EXCLUSIVE: Stylish, steamy and very French, Garrel’s new feature explores his trademark theme of relationships.
Screen can reveal a first English-language version of the teaser for Lover For A Day, through French producer Saïd Ben Saïd’s Paris-based production and distribution house SBS, which is also handling international sales.
Watch below, or on mobile HERE.
Philippe Garrel may be one of the only representatives of the French New Wave, alongside Agnès Varda, in Cannes this year as the festival marks its 70th anniversary, unless Jean-Luc Godard puts in a real-life appearance which is unlikely.
Garrel will not be premiering his latest work Lover For A Day in Official Selection, however, but rather Directors’ Fortnight.
The director, 69, has been a regular guest at the parallel section ever since attending its first edition in 1969 when it launched as a rebellious counterpoint to the main festival following the student and workers revolt of 1968.
Set in contemporary Paris and shot in Garrel’s trademark black-and-white style, the film tackles the director’s life-long theme of relationships, their complications and what makes them tick or fail.

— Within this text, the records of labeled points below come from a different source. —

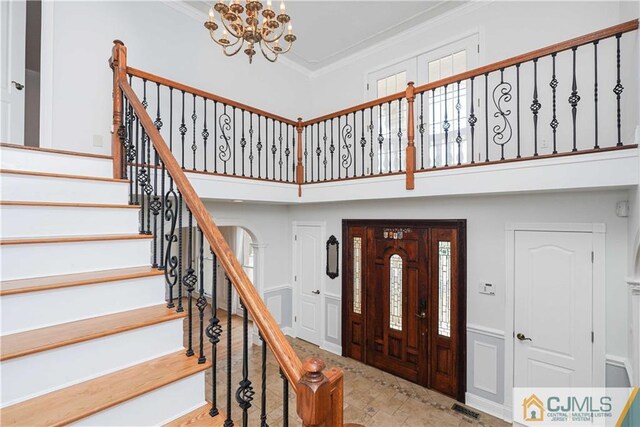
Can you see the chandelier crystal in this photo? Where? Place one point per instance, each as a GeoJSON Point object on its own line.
{"type": "Point", "coordinates": [250, 25]}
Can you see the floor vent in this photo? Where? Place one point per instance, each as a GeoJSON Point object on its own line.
{"type": "Point", "coordinates": [465, 411]}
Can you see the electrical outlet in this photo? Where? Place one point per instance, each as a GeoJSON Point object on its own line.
{"type": "Point", "coordinates": [97, 140]}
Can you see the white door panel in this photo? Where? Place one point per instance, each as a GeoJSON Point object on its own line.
{"type": "Point", "coordinates": [553, 309]}
{"type": "Point", "coordinates": [13, 15]}
{"type": "Point", "coordinates": [309, 281]}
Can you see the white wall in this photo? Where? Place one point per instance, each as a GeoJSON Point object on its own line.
{"type": "Point", "coordinates": [160, 40]}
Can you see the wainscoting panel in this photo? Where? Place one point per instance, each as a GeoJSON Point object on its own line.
{"type": "Point", "coordinates": [485, 364]}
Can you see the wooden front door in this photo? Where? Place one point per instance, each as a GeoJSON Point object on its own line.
{"type": "Point", "coordinates": [404, 300]}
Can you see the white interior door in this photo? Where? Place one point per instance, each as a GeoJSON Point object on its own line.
{"type": "Point", "coordinates": [308, 278]}
{"type": "Point", "coordinates": [553, 309]}
{"type": "Point", "coordinates": [13, 15]}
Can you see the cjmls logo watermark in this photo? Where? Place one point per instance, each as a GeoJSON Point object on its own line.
{"type": "Point", "coordinates": [615, 407]}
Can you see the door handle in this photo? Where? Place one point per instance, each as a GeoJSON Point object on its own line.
{"type": "Point", "coordinates": [521, 337]}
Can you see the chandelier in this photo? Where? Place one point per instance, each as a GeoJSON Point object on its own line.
{"type": "Point", "coordinates": [242, 23]}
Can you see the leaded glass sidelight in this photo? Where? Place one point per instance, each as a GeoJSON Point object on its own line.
{"type": "Point", "coordinates": [395, 292]}
{"type": "Point", "coordinates": [444, 288]}
{"type": "Point", "coordinates": [357, 275]}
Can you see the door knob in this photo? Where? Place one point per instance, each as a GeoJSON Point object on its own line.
{"type": "Point", "coordinates": [521, 337]}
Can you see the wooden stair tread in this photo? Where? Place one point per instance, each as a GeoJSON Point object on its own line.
{"type": "Point", "coordinates": [198, 417]}
{"type": "Point", "coordinates": [11, 287]}
{"type": "Point", "coordinates": [68, 205]}
{"type": "Point", "coordinates": [79, 401]}
{"type": "Point", "coordinates": [73, 239]}
{"type": "Point", "coordinates": [61, 175]}
{"type": "Point", "coordinates": [37, 340]}
{"type": "Point", "coordinates": [55, 151]}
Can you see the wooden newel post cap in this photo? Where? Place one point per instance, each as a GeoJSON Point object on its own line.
{"type": "Point", "coordinates": [314, 394]}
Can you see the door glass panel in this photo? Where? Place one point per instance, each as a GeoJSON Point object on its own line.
{"type": "Point", "coordinates": [444, 288]}
{"type": "Point", "coordinates": [395, 291]}
{"type": "Point", "coordinates": [357, 271]}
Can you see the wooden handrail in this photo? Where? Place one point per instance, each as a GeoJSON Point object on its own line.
{"type": "Point", "coordinates": [208, 95]}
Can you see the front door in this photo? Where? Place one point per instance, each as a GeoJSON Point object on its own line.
{"type": "Point", "coordinates": [308, 278]}
{"type": "Point", "coordinates": [13, 18]}
{"type": "Point", "coordinates": [553, 309]}
{"type": "Point", "coordinates": [404, 298]}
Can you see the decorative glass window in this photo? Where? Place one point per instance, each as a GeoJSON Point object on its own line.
{"type": "Point", "coordinates": [395, 292]}
{"type": "Point", "coordinates": [357, 275]}
{"type": "Point", "coordinates": [444, 289]}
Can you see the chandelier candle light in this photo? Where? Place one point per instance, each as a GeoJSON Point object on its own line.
{"type": "Point", "coordinates": [241, 23]}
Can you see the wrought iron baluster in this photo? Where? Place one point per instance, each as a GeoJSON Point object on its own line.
{"type": "Point", "coordinates": [251, 144]}
{"type": "Point", "coordinates": [183, 132]}
{"type": "Point", "coordinates": [194, 146]}
{"type": "Point", "coordinates": [285, 400]}
{"type": "Point", "coordinates": [518, 109]}
{"type": "Point", "coordinates": [201, 302]}
{"type": "Point", "coordinates": [617, 90]}
{"type": "Point", "coordinates": [458, 137]}
{"type": "Point", "coordinates": [180, 308]}
{"type": "Point", "coordinates": [535, 107]}
{"type": "Point", "coordinates": [205, 134]}
{"type": "Point", "coordinates": [263, 383]}
{"type": "Point", "coordinates": [595, 93]}
{"type": "Point", "coordinates": [228, 422]}
{"type": "Point", "coordinates": [371, 127]}
{"type": "Point", "coordinates": [189, 281]}
{"type": "Point", "coordinates": [554, 85]}
{"type": "Point", "coordinates": [574, 98]}
{"type": "Point", "coordinates": [213, 333]}
{"type": "Point", "coordinates": [245, 393]}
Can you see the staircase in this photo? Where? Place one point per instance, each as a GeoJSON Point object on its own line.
{"type": "Point", "coordinates": [86, 336]}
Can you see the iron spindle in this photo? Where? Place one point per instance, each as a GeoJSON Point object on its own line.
{"type": "Point", "coordinates": [245, 393]}
{"type": "Point", "coordinates": [574, 99]}
{"type": "Point", "coordinates": [554, 85]}
{"type": "Point", "coordinates": [535, 107]}
{"type": "Point", "coordinates": [213, 333]}
{"type": "Point", "coordinates": [228, 422]}
{"type": "Point", "coordinates": [595, 93]}
{"type": "Point", "coordinates": [194, 146]}
{"type": "Point", "coordinates": [263, 383]}
{"type": "Point", "coordinates": [617, 90]}
{"type": "Point", "coordinates": [201, 302]}
{"type": "Point", "coordinates": [190, 280]}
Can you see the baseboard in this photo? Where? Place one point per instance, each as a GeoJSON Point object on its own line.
{"type": "Point", "coordinates": [332, 348]}
{"type": "Point", "coordinates": [487, 406]}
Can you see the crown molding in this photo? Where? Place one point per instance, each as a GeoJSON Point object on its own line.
{"type": "Point", "coordinates": [185, 9]}
{"type": "Point", "coordinates": [400, 37]}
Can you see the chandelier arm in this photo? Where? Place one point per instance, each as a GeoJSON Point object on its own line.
{"type": "Point", "coordinates": [277, 38]}
{"type": "Point", "coordinates": [262, 45]}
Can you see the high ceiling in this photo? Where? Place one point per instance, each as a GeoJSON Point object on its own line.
{"type": "Point", "coordinates": [329, 31]}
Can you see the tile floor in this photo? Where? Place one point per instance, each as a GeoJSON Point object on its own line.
{"type": "Point", "coordinates": [371, 397]}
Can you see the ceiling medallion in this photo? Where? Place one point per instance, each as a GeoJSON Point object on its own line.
{"type": "Point", "coordinates": [241, 23]}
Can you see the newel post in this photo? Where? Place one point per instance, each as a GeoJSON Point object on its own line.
{"type": "Point", "coordinates": [299, 167]}
{"type": "Point", "coordinates": [118, 63]}
{"type": "Point", "coordinates": [411, 148]}
{"type": "Point", "coordinates": [314, 394]}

Esther Garrel co-stars as a woman in her 20s who returns home after the breakdown of a relationship to discover her father (Éric Caravaca) is dating a woman her age, played by newcomer Louise Chevillotte.
It is actress Garrel’s second collaboration with her father after Jealousy in which she had a role as the young daughter of an actor, played by her brother Louis Garrel, who leaves his family for another woman.
The director was last in Cannes in 2015 with In The Shadow of Women which opened Directors’ Fortnight.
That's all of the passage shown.